4. Decide, if the client violated the rules
or conditions of supervision, whether or not the department should toll all or
any part of the period of time between the date of the violation and the date
an order is entered, subject to credit according to s.
973.155,
Stats.
5. Decide, if supervision is
revoked, whether the client is entitled to any sentence credits under s.
973.155,
Stats.
(c) If the
administrative law judge finds that the client did not violate the rules or
conditions of supervision, revocation shall not result and the client shall
continue with supervision under the established rules and conditions.
(d) The administrative law judge shall issue
a written decision based upon the evidence with findings of fact and
conclusions of law stating the reasons to revoke or not revoke the client's
supervision. The administrative law judge may, but is not required to, announce
the decision at the hearing.
(e) If
an administrative law judge decides to revoke the offender's parole, the
decision shall apply the criteria established in s. HA 2.06(6) (b) and shall
include a determination of:
1. Good time
forfeited, if any, under ch. 302, Stats., and, for mandatory release parolees,
whether the offender may earn additional good time; or
2. The period of reincarceration, if any,
under ch. 302, Stats.
(f) If an administrative law judge decides to
revoke a period of extended supervision under s.
302.113(9) (am), Stats., the administrative law judge
shall include a determination of the period of reconfinement taking into
consideration the following criteria:
1. The
nature and severity of the original offense;
2. The offender's institutional conduct
record;
3. The offender's conduct
and behavior while on community supervision;
4. The amount of reconfinement that is
necessary to protect the public from the risk of further criminal activity, to
prevent the undue depreciation of the seriousness of the violation or to
provide confined correctional treatment.
(g) If an administrative law judge decides to
revoke a period of extended supervision for a person serving a life sentence
under s.
302.114(9) (am), Stats., the decision shall consider the
criteria established in s. HA 2.05(7) (f), and shall include a determination of
the period of time for which the person shall be incarcerated before being
eligible for release to extended supervision.
(h) The administrative law judge's decision
shall be written and forwarded within 10 days after the hearing to the client,
the client's attorney, if any, and the department's representative. An
extension of 5 days is permitted if there is cause for the extension and the
administrative law judge notifies the parties of the reasons for it.

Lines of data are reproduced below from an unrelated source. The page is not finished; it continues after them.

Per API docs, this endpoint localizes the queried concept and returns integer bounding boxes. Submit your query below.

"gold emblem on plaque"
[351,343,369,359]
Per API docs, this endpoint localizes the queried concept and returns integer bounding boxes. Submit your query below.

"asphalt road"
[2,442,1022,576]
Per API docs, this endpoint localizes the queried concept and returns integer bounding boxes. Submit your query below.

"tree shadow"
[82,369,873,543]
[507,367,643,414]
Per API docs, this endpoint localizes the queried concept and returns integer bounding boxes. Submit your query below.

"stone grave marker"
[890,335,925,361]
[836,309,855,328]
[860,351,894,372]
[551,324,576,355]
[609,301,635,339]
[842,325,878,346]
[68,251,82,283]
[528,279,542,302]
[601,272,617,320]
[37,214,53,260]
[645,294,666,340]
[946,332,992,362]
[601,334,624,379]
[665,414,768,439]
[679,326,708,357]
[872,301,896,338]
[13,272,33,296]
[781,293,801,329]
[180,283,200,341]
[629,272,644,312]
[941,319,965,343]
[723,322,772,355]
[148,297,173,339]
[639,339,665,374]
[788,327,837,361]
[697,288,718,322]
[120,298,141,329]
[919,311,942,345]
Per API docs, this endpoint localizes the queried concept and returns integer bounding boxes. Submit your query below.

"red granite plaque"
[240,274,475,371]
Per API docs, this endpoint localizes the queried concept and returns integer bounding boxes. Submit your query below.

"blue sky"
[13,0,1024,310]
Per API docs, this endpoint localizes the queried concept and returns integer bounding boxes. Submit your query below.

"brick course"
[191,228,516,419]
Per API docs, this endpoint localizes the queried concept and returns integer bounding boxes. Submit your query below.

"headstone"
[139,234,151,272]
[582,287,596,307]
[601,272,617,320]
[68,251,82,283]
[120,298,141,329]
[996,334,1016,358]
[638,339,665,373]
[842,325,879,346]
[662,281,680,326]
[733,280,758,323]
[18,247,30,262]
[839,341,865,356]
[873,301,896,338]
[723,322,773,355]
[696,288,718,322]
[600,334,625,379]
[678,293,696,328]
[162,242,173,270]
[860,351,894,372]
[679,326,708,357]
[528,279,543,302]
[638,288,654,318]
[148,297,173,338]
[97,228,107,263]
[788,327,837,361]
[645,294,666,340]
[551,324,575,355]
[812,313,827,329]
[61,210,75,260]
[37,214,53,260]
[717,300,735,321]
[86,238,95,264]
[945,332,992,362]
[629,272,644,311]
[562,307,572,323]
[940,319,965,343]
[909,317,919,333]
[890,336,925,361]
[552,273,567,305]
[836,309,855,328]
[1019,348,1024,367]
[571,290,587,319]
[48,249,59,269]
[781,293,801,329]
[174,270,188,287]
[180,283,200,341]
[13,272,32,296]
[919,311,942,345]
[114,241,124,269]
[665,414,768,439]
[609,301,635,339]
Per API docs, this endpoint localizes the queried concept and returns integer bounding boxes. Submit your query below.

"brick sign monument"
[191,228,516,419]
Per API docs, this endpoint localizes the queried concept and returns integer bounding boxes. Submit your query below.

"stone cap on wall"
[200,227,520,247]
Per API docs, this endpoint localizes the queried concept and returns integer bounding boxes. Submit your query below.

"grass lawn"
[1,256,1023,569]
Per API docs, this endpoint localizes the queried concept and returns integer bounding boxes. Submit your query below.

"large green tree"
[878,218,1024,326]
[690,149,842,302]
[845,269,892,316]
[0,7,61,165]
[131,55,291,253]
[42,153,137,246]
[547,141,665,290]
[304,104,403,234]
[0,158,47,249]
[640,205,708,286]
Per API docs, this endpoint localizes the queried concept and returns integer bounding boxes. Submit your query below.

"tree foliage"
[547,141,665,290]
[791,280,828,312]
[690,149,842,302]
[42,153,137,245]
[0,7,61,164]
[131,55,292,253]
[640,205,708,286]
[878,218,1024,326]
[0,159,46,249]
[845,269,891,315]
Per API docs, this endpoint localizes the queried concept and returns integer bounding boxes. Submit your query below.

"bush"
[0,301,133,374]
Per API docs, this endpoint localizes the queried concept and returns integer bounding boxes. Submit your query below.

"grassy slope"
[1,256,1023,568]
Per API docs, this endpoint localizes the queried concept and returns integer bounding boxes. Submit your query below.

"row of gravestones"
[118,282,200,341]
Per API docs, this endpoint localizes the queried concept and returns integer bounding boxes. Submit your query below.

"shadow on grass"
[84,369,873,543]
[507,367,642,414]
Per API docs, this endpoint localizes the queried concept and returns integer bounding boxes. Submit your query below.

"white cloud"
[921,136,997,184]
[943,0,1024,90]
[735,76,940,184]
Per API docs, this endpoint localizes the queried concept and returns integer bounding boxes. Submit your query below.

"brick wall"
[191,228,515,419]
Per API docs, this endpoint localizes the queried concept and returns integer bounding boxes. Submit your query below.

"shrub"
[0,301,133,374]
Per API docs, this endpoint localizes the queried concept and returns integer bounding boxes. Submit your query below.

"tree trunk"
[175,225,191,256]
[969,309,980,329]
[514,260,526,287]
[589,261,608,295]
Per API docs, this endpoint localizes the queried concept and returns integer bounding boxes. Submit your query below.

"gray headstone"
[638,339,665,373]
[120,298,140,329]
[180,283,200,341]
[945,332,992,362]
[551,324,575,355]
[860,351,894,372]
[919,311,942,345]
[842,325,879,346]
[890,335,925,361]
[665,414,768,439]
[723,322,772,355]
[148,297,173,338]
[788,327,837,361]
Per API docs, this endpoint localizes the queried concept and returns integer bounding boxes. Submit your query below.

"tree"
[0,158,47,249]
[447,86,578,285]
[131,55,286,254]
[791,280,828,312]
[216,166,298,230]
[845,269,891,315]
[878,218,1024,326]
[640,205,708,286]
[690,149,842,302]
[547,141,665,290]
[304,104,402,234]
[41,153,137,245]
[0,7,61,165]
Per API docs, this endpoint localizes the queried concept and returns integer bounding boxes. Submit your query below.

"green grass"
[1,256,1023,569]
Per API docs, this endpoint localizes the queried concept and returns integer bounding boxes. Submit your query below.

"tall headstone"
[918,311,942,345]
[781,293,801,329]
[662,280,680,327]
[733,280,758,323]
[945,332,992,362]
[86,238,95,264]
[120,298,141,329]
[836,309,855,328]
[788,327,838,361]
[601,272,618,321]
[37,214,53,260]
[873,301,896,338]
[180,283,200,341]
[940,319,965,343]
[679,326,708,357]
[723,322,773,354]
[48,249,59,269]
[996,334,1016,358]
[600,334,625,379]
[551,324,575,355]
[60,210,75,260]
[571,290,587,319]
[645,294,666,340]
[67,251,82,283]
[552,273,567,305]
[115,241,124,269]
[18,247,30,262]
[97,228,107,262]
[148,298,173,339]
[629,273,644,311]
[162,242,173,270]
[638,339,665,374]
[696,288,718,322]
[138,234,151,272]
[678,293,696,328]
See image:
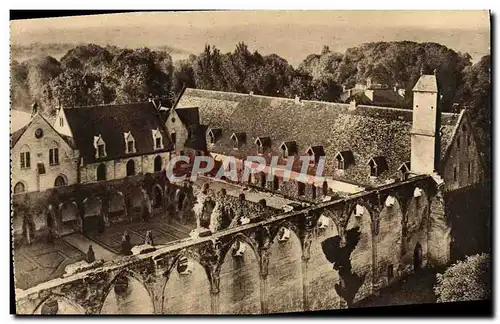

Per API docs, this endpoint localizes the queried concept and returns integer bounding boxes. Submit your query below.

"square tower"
[410,73,440,174]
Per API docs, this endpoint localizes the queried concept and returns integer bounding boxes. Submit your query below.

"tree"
[455,55,491,175]
[434,253,491,302]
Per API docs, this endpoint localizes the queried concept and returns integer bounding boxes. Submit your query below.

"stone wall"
[14,175,450,315]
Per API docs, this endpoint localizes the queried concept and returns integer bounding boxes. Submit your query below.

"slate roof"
[177,88,460,187]
[63,102,173,164]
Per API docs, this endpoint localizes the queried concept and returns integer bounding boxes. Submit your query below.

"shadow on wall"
[321,227,363,308]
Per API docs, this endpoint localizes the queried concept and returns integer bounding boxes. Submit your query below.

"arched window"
[154,155,162,172]
[97,163,106,181]
[54,175,67,187]
[14,182,25,194]
[126,159,135,177]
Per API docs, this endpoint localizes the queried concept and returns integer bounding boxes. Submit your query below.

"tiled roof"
[177,88,460,186]
[63,103,173,164]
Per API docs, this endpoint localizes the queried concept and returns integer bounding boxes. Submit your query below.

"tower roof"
[412,75,438,93]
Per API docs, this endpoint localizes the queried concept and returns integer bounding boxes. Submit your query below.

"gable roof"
[11,113,75,149]
[63,102,173,164]
[177,88,460,187]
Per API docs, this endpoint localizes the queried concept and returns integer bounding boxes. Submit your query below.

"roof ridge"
[64,101,152,109]
[185,88,460,116]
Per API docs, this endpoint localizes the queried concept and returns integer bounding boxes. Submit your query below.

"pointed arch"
[100,270,154,314]
[267,221,303,313]
[54,174,68,187]
[162,252,211,314]
[219,234,261,314]
[13,181,26,194]
[33,294,86,314]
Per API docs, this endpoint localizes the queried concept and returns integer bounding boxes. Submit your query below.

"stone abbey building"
[12,73,489,314]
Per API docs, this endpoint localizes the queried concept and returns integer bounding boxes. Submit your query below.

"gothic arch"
[33,294,86,314]
[269,219,301,246]
[152,184,163,209]
[267,220,303,313]
[162,251,211,314]
[13,180,27,194]
[219,234,261,314]
[100,270,155,314]
[218,233,259,270]
[54,174,68,187]
[317,209,341,236]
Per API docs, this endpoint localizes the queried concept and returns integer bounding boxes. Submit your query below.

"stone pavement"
[86,217,196,254]
[13,240,85,290]
[63,233,119,262]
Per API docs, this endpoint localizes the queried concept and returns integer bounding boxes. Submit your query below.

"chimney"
[410,73,440,174]
[348,99,357,111]
[249,91,254,96]
[294,96,301,104]
[31,102,38,117]
[366,77,372,89]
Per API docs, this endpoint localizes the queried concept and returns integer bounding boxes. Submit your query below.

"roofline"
[11,112,75,150]
[441,109,487,173]
[183,87,460,117]
[440,109,465,165]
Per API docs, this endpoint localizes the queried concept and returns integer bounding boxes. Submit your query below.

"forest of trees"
[10,41,491,172]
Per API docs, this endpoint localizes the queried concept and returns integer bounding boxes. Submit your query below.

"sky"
[11,10,490,32]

(i) The administrative law judge's decision
shall take effect and be final 10 days after the date it is issued unless the
client or the client's attorney, if any, or the department's representative
files an appeal under sub. (8).
(8) APPEAL.
(a) The client, the client's attorney, if
any, or the department representative may appeal the administrative law judge's
decision by filing a written appeal with arguments and supporting materials, if
any, with the administrator within 10 days of the date of the administrative
law judge's written decision.
(b)
The appellant shall submit a copy of the appeal to the other party who has 7
days to respond. An appeal may be dismissed if the other party does not receive
a timely copy of the appeal.
(9) ADMINISTRATOR'S DECISION.
(a) The administrator may modify, sustain,
reverse, or remand the administrative law judge's decision based upon the
evidence presented at the hearing and the materials submitted for
review.
(b) The administrator shall
forward a written appeal decision to the client, the client's attorney, if any,
and the department's representative within 21 days after receipt of the appeal,
unless the time is extended by the administrator.